Today Trump and Pence seemed to finally get serious about preventing a coronavirus recession, offering a payroll tax cut, a bailout of the cruise line industry, and a promise that coronavirus patients won't have to pay for testing. Admittedly these things are small potatoes compared to the scale of business disruptions that may be coming, but it was meaningful enough to reduce the PredictIt odds of recession in Trump's first term from 61% to 53%.

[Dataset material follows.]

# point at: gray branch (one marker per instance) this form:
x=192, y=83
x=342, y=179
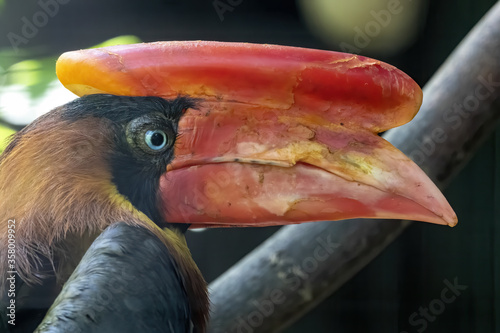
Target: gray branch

The cruise line bailout suggests that similar bailouts may be coming for airlines, energy companies, and banks if necessary. Especially as the S&P 500 approaches its ten-year trend line, I am going to be looking at buying any large dips on the theory that additional panic selling will trigger additional panic stimulus from an administration finally waking up to the political risk of an election-year recession. I will not be playing with all of my funds, obviously. This will be risk on the order of 10-20% of my portfolio. (I already made a profit from this strategy today by buying near the mid-day low.)
I wouldn't be surprised to see today's rally continue tomorrow, although the after-market movement in oil isn't promising. But even if tomorrow does turn out to be a green day, the coronavirus fear is growing as the disease spreads in the US. More downside is coming soon. I wouldn't chase today's rally; the SPX is bound to dip back toward that 10-year trend line in coming months as US economic activity continues to grind to a halt.